Since March, Argentines have had the ability to make direct payments in dollars using a debit card, contingent upon the funds being previously deposited in a savings account — that is, within the financial system. However, the government is currently focused on the estimated US$271.247 billion that exists outside the formal economy, as reported by Argentina’s INDEC national statistics bureau, at the conclusion of 2024. Another striking figure is the estimated US$4.4 billion that analysts believe has been extracted from the more than US$18 billion legalized through last year’s Régimen de Regularización de Activos (“Asset Regularisation Scheme”) blanqueo, which allowed individuals to bring up to US$100,000 into the system entirely tax-free.
“The government’s objective is to enhance dollar deposits via a form of enduring ‘blanqueo’ [tax whitewash]. It conveys a concerning implication, as it begins with the premise that all dollars originate from a foundation linked to tax evasion, and it implies that this is less severe than if the funds were derived from activities such as drug trafficking, terrorism, and so forth,” economist Jorge Carrera remarked to Perfil. “It represents a rather precarious scenario. It also conveys a sense of urgency to secure those dollars by any means necessary,” he added. Economist Juan Valerdi concurred, cautioning that President Javier Milei’s administration “needs liquidity in the economy, but if it prints money, it fears people will run for the dollar rather than boost economic activity.”

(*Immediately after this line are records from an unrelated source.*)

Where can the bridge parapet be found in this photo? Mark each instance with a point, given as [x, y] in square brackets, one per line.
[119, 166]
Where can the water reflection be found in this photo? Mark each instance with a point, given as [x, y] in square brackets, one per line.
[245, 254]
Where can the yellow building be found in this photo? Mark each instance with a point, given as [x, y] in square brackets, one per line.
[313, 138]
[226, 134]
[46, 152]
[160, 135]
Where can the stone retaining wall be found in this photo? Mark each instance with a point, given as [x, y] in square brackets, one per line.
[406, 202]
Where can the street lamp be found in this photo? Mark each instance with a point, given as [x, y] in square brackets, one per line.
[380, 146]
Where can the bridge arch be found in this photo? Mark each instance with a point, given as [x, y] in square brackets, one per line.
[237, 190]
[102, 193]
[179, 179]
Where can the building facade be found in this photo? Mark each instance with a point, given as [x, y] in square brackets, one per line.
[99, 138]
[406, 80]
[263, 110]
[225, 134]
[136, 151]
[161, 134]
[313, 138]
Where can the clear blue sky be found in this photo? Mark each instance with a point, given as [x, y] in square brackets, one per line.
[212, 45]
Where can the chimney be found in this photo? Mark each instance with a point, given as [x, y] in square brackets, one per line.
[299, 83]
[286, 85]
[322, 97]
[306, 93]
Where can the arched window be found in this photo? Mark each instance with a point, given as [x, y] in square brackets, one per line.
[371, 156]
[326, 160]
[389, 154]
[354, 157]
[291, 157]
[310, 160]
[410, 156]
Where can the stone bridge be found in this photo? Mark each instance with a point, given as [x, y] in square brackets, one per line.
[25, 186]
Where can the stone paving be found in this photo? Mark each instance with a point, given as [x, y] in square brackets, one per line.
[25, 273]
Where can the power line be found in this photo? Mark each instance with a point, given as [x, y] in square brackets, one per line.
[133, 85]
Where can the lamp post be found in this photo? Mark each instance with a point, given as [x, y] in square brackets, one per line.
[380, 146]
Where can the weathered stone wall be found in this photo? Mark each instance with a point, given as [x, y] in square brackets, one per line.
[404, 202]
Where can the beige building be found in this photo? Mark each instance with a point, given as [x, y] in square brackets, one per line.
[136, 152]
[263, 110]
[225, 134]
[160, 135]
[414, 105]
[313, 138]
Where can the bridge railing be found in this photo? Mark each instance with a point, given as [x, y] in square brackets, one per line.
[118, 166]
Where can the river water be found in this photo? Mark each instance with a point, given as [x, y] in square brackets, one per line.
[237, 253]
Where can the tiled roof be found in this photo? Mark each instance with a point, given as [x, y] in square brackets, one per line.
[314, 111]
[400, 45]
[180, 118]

The strategy involves executing deregulation through the Central Bank, the ARCA tax authority (previously known as AFIP), alongside the financial and banking sectors. “If international organisations overlooked the [last whitewash] amnesty, which was lax and dangerous, they are unlikely to react strongly to an issue involving relatively small volumes of money hidden beneath the surface of the economy,” stated Valerdi, an expert in tracking offshore accounts and their connections to domestic front men.
A former official from the UIF (Unidad de Información Financiera) money-laundering watchdog, speaking on the condition of anonymity, stated that the measure “could encourage the arrival of all sorts of capital, which doesn’t have to be declared personally, because people can use frontmen whose money could come from anywhere.” They stated: “We’re also under enhanced monitoring by the FATF [Financial Action Task Force money-laundering watchdog], which does not permit the lifting of controls on the origin of funds.” We also consulted tax law experts, who noted that any deregulatory initiative would be complicated by the current legislative framework. Individuals who neglect to disclose the source of their funds during transactions remain subject to three laws that impose significant tax penalties. Any alterations would necessitate the endorsement of Congress.
Law 11.683 delineates in Article 18, subsection F, that “unjustified increases in wealth greater than 10 percent (10%) in income used or consumed through non-deductible expenses shall be considered net income in the year in which they are incurred, for income tax purposes.” This indicates that an undeclared transaction would incur a 10 percent tax, in addition to being liable for a 35 percent income tax and a 21 percent value-added tax (IVA). Article 46 of the law stipulates that “any person who through false declarations or malicious concealment harms the Treasury by filing inaccurate tax returns shall be fined between TWO (2) and TEN (10) times the amount of the tax evaded.”